Convenient fs sharing with a container, but without ID hole punching

istankovic · April 3, 2024, 10:49pm

I’m wondering, is it possible to have both of the following two things at the same time?

expose a dir owned by user foo from host to a container, such that a random container user bar is able to read/write to it and that the UID/GID map back to foo on the host, so both foo on the host and bar within the container can seamlessly work on the same dir
be secure in the sense that, if a container escape happens (whether from container’s root or bar), the escaped process will not be foo, but rather something like nobody

stgraber · April 4, 2024, 1:27am

There are two ways to do this, one that’s possible today and one that may be possible to implement but would require recent kernels and extra code in Incus.

For the way that exists today, you’d add a disk device to share the folder you want from the host to the container, then make sure the shifted property is set to true. If your user in the container doesn’t happen to have the same uid as the user on the host, then you’ll need to use filesystem ACLs on the host to grant access to that user’s uid on the shared folder.

For the way that doesn’t exist yet, it should be possible to use the new VFS idmap feature with a 3rd party map, basically using a uid/gid map which translates the uid/gid needed for that shared mount so that the host user ends up matching the container user inside the container.
That’s very similar to the raw.idmap trick except that it would only apply to storage and not to process ownership.

istankovic · April 4, 2024, 10:12am

Just to see if I understand. If I use shift=true, and id(foo) == id(bar), wouldn’t that mean that in case of a container escape, the process would essentially be foo? I admit I don’t fully understand the mechanism behind shift (the docs do not really go into details of what happens).

From what you said above regarding the ACLs, it seems to me that using ACLs alone should work, without the need for shift=true, right? Something like

make sure id(foo) != id(bar)
configure ACL on the host folder so that bar can access it within the container
add a disk device

Would that work?

That sounds like pretty much what I’m after, and definitely looks more convenient than messing with ACLs. Do you maybe have a guess on when it might be available?

stgraber · April 4, 2024, 2:47pm

No, only the filesystem is shifted, the process in the container will still be running on a different user.

Basically say you have user foo on the host with uid 1000, then user bar in the container with uid 1000 in the container.
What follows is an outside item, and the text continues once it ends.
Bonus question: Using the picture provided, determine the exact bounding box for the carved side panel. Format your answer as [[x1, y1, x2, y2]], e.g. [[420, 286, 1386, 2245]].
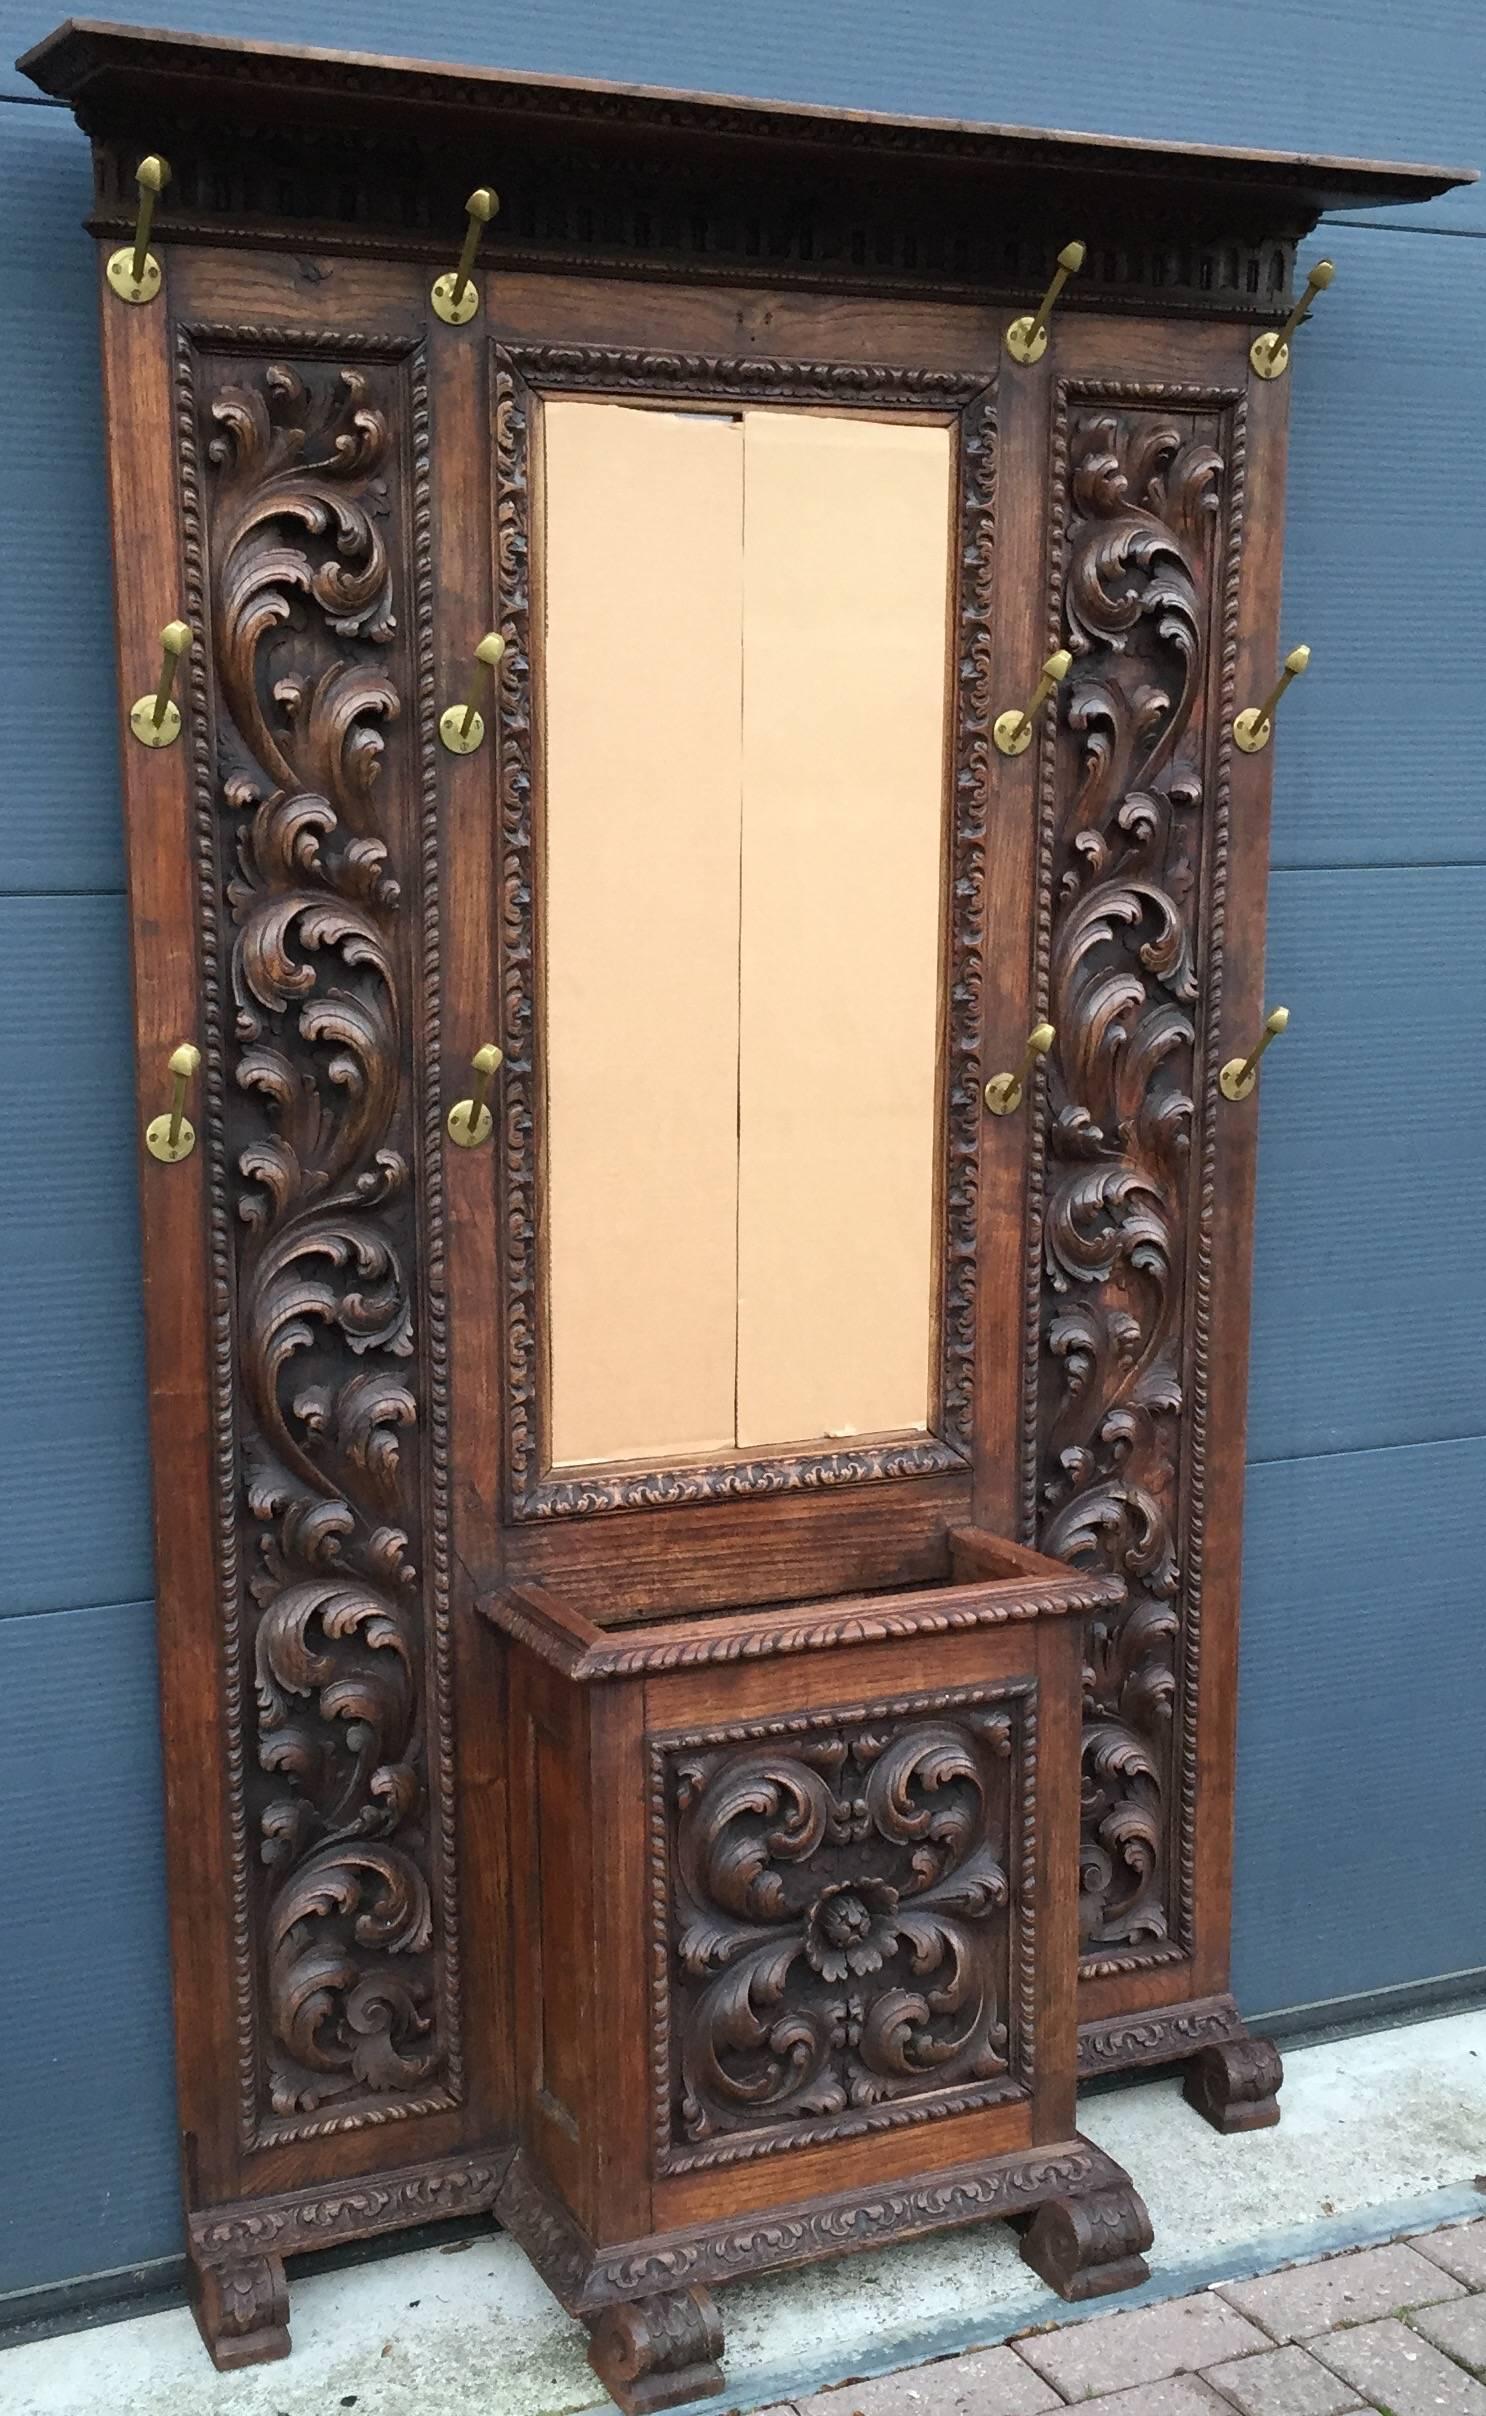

That user is something like uid 1001000 on the host.

The shift property makes it so writes by global uid 1001000 is converted to 1000 on the filesystem.

stgraber · April 4, 2024, 2:48pm

Yes, that will work, the main downside is that UIDs that don’t map to the container will be shown as nobody/nogroup, which in the case of ACLs can be rather confusing as you may have several nobody/nogroup in the same ACL (for different uid/gid on the host).

istankovic · April 4, 2024, 5:03pm

Ah, that makes it much clearer, thanks.

istankovic · April 4, 2024, 5:07pm

Right, though in my case I’m dealing with only one uid/gid so it should be fine. Thanks for clarifying.